Para a teoria concepcionista, a doação é válida e eficaz, desde que Juliana tenha sido assistida no momento da celebração do negócio jurídico.
Quanto à personalidade, pode-se afirmar que o nascituro:
I. É considerado juridicamente pelo direito brasileiro pessoa.
II. Pode receber doação, sem prejuízo do recolhimento do imposto de transmissão.
III. Pode ser beneficiado por legado e herança.
IV. Tem direito à realização do exame de DNA, para aferição de paternidade, como decorrência da proteção que lhe é conferida pelos direitos da personalidade.

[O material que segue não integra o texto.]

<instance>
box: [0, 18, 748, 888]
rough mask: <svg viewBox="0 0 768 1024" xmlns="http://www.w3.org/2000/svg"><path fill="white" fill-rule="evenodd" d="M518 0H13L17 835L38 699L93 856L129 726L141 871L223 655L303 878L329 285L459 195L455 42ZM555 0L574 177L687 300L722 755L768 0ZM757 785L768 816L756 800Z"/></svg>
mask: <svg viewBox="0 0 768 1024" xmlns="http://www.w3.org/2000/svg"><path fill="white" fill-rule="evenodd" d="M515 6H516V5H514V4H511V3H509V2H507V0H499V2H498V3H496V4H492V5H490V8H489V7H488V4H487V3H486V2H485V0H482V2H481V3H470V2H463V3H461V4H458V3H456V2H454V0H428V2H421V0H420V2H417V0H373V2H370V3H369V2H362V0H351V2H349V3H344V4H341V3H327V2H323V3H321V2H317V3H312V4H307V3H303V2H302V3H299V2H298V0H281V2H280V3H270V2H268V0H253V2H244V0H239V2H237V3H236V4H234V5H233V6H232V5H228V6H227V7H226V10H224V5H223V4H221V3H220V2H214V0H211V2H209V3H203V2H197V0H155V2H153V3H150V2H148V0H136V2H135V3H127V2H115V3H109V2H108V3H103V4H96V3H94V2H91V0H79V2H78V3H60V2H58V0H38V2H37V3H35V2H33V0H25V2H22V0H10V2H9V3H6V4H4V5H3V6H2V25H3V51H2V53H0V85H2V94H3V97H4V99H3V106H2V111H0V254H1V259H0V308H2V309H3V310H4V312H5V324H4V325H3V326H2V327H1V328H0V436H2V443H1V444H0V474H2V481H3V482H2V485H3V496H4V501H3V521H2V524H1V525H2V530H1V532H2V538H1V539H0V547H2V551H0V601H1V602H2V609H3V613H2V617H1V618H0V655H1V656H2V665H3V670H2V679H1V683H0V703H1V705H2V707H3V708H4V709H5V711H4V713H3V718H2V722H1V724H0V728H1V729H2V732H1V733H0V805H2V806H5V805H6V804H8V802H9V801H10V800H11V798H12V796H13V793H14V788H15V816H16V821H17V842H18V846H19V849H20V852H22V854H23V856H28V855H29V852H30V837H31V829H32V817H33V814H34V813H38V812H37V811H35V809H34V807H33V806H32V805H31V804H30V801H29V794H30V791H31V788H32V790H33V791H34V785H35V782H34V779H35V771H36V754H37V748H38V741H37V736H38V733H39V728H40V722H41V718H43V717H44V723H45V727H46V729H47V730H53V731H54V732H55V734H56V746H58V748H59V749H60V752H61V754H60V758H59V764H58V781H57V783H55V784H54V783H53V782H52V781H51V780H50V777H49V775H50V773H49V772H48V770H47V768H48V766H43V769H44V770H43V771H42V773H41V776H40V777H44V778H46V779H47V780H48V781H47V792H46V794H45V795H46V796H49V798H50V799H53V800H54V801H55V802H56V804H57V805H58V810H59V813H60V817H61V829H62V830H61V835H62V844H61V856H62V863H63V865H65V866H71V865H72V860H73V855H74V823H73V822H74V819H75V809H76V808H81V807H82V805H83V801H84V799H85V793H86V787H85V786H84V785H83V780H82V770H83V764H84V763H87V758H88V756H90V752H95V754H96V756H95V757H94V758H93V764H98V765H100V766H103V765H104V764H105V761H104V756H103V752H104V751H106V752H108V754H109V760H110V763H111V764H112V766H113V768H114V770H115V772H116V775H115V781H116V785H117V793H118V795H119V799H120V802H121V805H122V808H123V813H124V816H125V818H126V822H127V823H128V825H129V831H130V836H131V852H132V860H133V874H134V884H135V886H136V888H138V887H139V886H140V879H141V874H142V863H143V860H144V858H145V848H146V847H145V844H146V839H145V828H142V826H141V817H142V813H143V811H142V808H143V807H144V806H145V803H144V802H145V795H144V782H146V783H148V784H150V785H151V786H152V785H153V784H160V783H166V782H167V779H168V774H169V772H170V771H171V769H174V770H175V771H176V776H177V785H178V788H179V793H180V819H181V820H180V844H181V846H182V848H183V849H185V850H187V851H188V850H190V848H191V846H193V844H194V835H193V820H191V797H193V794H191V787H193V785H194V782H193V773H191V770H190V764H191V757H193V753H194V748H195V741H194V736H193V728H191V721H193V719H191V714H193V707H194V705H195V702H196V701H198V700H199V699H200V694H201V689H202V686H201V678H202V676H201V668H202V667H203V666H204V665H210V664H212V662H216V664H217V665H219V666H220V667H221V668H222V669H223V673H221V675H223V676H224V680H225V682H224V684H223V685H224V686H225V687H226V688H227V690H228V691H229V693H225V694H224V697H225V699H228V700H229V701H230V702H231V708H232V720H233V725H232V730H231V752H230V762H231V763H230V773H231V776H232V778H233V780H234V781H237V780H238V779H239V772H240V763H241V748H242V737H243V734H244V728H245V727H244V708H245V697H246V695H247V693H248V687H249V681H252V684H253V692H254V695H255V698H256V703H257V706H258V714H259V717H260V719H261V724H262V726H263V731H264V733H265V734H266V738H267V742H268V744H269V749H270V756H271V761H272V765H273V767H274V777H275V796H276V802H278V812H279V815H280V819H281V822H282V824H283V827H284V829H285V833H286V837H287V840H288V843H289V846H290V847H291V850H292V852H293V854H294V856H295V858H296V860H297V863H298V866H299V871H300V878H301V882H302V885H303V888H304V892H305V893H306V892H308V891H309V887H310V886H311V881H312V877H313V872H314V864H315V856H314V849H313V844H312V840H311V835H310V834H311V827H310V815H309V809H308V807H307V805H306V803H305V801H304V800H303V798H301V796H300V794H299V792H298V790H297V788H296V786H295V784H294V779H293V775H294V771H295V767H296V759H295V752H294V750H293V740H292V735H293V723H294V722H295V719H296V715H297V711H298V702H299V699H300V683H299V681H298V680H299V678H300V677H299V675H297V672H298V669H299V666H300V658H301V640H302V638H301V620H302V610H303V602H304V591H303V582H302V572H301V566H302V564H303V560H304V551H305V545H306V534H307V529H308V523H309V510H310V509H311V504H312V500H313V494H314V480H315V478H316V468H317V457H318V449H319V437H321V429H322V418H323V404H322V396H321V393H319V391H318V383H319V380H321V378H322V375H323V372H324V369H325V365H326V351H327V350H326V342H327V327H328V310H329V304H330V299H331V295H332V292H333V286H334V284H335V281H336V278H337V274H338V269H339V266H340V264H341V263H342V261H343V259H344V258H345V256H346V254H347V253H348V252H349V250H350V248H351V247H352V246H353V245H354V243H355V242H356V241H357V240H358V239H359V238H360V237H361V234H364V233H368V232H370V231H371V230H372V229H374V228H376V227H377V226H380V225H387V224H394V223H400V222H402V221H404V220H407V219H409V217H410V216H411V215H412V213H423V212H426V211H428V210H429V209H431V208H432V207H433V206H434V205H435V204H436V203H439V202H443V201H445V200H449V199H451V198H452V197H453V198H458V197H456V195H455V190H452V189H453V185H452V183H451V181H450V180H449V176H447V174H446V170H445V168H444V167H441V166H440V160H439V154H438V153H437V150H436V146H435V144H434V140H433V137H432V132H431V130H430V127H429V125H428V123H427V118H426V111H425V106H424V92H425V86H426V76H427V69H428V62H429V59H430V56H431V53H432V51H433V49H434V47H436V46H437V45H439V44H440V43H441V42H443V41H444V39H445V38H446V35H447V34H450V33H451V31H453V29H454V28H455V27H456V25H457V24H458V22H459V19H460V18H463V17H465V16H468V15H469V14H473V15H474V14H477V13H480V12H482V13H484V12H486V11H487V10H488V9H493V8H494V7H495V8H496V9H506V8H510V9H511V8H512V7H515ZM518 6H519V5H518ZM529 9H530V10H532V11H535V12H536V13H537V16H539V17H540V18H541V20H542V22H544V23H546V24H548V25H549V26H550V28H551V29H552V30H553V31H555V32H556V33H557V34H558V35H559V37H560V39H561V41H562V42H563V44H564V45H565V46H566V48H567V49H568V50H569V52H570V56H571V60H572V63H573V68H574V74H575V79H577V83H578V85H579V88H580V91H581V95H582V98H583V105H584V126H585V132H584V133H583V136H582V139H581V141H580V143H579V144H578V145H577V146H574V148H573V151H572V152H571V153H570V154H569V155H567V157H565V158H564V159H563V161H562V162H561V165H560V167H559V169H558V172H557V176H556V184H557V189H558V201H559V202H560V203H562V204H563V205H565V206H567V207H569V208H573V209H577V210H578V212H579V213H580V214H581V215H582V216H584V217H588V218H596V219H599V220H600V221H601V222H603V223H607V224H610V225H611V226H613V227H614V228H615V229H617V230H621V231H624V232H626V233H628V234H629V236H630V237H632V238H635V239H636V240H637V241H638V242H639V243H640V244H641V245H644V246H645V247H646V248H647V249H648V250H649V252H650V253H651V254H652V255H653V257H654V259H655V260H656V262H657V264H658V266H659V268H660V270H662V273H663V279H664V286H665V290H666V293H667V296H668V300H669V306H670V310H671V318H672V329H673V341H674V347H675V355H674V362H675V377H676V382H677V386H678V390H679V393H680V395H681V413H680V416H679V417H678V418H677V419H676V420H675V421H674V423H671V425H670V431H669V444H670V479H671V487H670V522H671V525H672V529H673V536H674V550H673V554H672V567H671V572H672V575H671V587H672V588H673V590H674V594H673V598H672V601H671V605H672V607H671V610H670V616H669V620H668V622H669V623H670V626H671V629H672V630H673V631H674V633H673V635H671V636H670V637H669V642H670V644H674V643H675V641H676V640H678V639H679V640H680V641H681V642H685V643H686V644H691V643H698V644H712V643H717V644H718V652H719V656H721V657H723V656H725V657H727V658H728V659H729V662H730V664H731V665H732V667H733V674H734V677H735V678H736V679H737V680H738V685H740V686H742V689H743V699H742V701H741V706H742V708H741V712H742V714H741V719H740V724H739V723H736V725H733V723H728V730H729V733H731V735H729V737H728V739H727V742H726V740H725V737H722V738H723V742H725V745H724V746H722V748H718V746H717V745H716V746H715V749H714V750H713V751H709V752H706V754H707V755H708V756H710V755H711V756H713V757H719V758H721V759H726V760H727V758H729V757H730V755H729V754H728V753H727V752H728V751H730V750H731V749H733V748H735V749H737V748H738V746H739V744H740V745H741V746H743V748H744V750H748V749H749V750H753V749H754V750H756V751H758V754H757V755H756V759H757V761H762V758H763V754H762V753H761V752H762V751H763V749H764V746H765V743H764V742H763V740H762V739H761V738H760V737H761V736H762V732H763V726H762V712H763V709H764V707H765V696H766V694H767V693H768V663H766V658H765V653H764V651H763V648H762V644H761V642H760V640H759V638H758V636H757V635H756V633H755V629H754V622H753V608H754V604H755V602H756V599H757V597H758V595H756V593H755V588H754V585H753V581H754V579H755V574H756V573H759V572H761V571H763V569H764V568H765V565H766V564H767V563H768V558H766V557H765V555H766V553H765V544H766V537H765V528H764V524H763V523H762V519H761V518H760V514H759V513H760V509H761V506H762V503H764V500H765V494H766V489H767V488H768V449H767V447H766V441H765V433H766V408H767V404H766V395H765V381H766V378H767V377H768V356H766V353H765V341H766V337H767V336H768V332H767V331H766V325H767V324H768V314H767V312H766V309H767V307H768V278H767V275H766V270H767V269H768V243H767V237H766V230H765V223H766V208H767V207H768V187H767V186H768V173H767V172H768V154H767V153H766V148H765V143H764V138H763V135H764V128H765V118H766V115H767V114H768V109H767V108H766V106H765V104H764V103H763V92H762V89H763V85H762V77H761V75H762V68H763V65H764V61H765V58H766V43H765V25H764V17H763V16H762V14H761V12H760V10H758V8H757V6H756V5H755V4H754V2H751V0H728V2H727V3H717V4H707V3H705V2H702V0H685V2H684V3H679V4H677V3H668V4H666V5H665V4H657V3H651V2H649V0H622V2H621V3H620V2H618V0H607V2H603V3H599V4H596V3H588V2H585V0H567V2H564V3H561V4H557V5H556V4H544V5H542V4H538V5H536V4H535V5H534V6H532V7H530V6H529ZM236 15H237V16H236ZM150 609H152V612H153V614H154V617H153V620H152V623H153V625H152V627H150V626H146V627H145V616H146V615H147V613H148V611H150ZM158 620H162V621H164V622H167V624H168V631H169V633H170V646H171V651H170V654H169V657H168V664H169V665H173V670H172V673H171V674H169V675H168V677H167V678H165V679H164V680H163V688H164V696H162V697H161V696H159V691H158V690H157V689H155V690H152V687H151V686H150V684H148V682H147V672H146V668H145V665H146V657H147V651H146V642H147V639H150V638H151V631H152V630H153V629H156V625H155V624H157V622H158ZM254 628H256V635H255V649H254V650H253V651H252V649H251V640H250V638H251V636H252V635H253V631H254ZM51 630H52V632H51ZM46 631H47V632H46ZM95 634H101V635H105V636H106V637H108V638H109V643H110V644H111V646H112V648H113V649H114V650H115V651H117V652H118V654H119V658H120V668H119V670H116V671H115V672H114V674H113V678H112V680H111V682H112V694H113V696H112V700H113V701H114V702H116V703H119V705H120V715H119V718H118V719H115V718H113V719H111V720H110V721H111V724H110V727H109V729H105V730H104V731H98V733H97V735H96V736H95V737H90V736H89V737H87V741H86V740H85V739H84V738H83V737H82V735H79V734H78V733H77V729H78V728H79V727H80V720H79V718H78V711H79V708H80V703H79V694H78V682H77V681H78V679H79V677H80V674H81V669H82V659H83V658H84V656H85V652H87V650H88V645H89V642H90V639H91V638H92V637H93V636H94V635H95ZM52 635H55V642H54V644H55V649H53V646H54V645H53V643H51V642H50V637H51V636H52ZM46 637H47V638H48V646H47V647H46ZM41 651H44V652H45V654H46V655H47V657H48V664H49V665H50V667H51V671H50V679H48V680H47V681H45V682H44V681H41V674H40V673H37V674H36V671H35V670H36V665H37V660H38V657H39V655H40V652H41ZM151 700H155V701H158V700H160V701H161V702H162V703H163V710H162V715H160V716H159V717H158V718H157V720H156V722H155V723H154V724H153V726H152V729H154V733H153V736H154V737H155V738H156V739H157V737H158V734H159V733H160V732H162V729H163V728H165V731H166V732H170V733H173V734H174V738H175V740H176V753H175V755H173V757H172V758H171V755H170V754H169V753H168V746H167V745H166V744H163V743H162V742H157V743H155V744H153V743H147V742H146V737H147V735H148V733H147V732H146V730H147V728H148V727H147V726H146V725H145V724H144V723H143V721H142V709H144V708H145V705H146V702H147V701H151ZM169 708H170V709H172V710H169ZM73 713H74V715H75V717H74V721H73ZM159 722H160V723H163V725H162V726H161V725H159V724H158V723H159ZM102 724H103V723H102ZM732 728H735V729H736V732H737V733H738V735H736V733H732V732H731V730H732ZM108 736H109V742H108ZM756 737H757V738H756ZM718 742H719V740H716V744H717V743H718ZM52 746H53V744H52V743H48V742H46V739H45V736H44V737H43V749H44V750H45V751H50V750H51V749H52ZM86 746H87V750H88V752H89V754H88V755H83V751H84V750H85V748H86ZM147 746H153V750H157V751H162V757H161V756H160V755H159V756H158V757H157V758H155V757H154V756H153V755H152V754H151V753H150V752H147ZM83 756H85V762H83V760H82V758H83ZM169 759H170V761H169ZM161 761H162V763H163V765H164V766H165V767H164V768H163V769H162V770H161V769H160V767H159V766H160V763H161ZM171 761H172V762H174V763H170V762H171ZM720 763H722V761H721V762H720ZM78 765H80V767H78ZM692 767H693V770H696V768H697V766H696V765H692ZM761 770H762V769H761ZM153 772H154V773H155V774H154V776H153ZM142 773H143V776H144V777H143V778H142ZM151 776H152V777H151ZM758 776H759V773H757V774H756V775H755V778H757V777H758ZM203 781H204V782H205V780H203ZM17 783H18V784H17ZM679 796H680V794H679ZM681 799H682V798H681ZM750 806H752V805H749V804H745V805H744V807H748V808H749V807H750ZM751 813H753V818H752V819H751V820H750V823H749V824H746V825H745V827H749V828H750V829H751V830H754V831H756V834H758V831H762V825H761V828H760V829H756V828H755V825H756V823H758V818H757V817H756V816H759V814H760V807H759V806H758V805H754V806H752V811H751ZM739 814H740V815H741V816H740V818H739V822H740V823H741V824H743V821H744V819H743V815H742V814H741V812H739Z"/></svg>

Estão corretas apenas as afirmativas:
I e II.
I e III.
II e IV.
I, II e IV.
II, III e IV.
É correto afirmar que a doação feita a nascituro
deve ser considerada nula tanto nos casos de natimorto como nos casos de nascimento com deficiência mental.
deve ser considerada inexistente no caso de natimorto e nula nos casos de nascimento com vida, ainda que haja aceitação por seu representante legal.
é nula de pleno direito, já que a personalidade civil começa apenas com o nascimento com vida, independentemente de aceitação por seu representante legal.
desde que seja aceita por seu representante legal, é válida, ficando, porém, sujeita a condição, qual seja, o nascimento com vida.
Lucas, tendo muita afeição por sua afilhada Jeuza, que está grávida de seu marido, pretende doar, hoje mesmo, alguns bens ao filho dela que vai nascer. Nesse caso, a doação
só será possível após o nascimento com vida, quando começa a personalidade civil.
tem plena validade, mas precisa ser aceita pelos pais.
independe de aceitação, visto que, em razão das circunstâncias especiais, a lei a dispensa.
é impossível e, se feita, será considerada nula de pleno direito.
equivale a uma promessa de doação e terá que ser ratificada após o nascimento.
Caso Mévio pretenda fazer a doação de um imóvel ao neto que está sendo gerado por sua filha, então poderá, validamente, lavrar a respectiva escritura pública, desde que os pais do nascituro manifestem que aceitam a doação.